Profile: ~70 % of per-file work is in load_dataset_from_netcdf (GIL-held netCDF4 read, now under our lock) and only ~30 % in FlowSystem.from_dataset. Theoretical thread ceiling ≈ 1.4×, real ≈ 1.2–1.3×. Process pool startup + FlowSystem pickling dwarf any parallelism win at every size we tried.

Test plan

  • Unit tests in tests/test_comparison.py::TestComparisonFromNetcdf and TestComparisonExpand (list/dict input, serial==parallel equivalence, mixed-cluster pass-through, full-timestep restoration).
  • Full tests/test_comparison.py suite passes (54 tests).

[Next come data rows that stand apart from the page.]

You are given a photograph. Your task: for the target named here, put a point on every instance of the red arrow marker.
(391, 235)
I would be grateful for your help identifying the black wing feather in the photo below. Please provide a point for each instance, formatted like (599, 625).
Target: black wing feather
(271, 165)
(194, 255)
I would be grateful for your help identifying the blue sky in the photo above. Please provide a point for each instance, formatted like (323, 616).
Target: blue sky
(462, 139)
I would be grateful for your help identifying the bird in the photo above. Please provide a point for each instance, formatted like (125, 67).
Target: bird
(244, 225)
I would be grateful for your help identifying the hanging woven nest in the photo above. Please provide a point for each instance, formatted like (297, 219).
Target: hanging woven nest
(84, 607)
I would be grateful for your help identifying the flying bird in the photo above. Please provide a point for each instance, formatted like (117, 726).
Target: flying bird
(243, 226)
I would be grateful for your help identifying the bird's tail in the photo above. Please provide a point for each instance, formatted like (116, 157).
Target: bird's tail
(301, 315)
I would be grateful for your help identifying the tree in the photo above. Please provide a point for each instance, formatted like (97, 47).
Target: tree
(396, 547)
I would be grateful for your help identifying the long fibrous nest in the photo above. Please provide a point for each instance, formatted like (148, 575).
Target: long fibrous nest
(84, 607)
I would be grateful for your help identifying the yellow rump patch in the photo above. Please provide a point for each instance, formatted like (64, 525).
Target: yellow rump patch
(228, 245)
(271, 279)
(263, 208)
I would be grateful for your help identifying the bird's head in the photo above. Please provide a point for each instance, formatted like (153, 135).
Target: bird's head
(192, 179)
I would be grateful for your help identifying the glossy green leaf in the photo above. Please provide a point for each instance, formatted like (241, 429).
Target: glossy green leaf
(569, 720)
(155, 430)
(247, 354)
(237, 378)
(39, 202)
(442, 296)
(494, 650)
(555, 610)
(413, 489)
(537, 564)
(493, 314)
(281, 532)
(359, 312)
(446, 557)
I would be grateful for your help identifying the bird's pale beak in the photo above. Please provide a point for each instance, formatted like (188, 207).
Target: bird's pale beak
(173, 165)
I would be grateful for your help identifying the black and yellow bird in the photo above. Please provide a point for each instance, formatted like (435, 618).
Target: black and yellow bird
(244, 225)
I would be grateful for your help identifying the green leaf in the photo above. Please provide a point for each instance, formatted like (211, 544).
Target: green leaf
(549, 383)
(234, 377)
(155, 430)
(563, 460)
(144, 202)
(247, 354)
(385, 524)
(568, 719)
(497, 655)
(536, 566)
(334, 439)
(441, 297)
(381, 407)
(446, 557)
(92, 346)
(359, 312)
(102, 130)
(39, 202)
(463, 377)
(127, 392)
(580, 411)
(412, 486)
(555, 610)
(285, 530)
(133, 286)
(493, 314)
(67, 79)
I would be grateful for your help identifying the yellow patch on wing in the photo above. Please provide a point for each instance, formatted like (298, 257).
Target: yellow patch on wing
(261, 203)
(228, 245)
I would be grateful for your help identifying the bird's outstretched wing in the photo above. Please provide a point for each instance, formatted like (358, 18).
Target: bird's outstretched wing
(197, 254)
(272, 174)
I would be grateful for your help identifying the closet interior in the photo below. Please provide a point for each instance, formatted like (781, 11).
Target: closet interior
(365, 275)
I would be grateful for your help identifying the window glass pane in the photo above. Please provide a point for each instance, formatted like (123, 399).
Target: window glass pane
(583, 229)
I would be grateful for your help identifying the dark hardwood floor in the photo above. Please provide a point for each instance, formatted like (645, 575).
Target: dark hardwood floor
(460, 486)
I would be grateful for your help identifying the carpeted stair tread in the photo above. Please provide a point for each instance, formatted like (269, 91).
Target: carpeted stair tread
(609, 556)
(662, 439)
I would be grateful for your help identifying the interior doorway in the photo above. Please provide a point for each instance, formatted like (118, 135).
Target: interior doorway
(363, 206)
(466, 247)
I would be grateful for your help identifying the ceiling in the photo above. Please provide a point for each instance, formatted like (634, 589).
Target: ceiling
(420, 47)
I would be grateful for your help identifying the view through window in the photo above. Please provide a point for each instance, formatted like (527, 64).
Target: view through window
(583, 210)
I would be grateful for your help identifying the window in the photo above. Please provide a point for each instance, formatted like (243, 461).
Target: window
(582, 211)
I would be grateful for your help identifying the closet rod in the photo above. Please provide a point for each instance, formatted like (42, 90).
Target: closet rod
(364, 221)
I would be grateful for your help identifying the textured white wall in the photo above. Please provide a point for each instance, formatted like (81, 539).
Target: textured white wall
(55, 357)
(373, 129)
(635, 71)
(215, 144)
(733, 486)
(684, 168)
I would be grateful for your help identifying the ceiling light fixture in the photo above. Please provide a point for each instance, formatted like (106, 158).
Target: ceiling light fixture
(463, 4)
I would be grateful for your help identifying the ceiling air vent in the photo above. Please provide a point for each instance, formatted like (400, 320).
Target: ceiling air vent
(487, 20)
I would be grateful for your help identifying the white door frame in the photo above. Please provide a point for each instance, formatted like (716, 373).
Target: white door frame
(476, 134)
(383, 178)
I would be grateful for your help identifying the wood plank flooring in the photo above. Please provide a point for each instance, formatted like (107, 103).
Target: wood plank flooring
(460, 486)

🤖 Generated with Claude Code

Summary by CodeRabbit

  • New Features

    • Added a method to load multiple comparison datasets from NetCDF files with parallel processing support.
    • Added an expansion method for clustered systems that processes multiple cases concurrently while preserving case names.
  • Tests

    • Added comprehensive test coverage for dataset loading and system expansion functionality.

…workers

Both methods accept `max_workers` and use a thread pool. `from_netcdf`
serializes the actual netCDF4 read under a module-level lock (the C
library is not thread-safe) and parallelizes the FlowSystem deserialization;
`expand` parallelizes per-system expansion and passes through systems
without clustering so mixed comparisons work.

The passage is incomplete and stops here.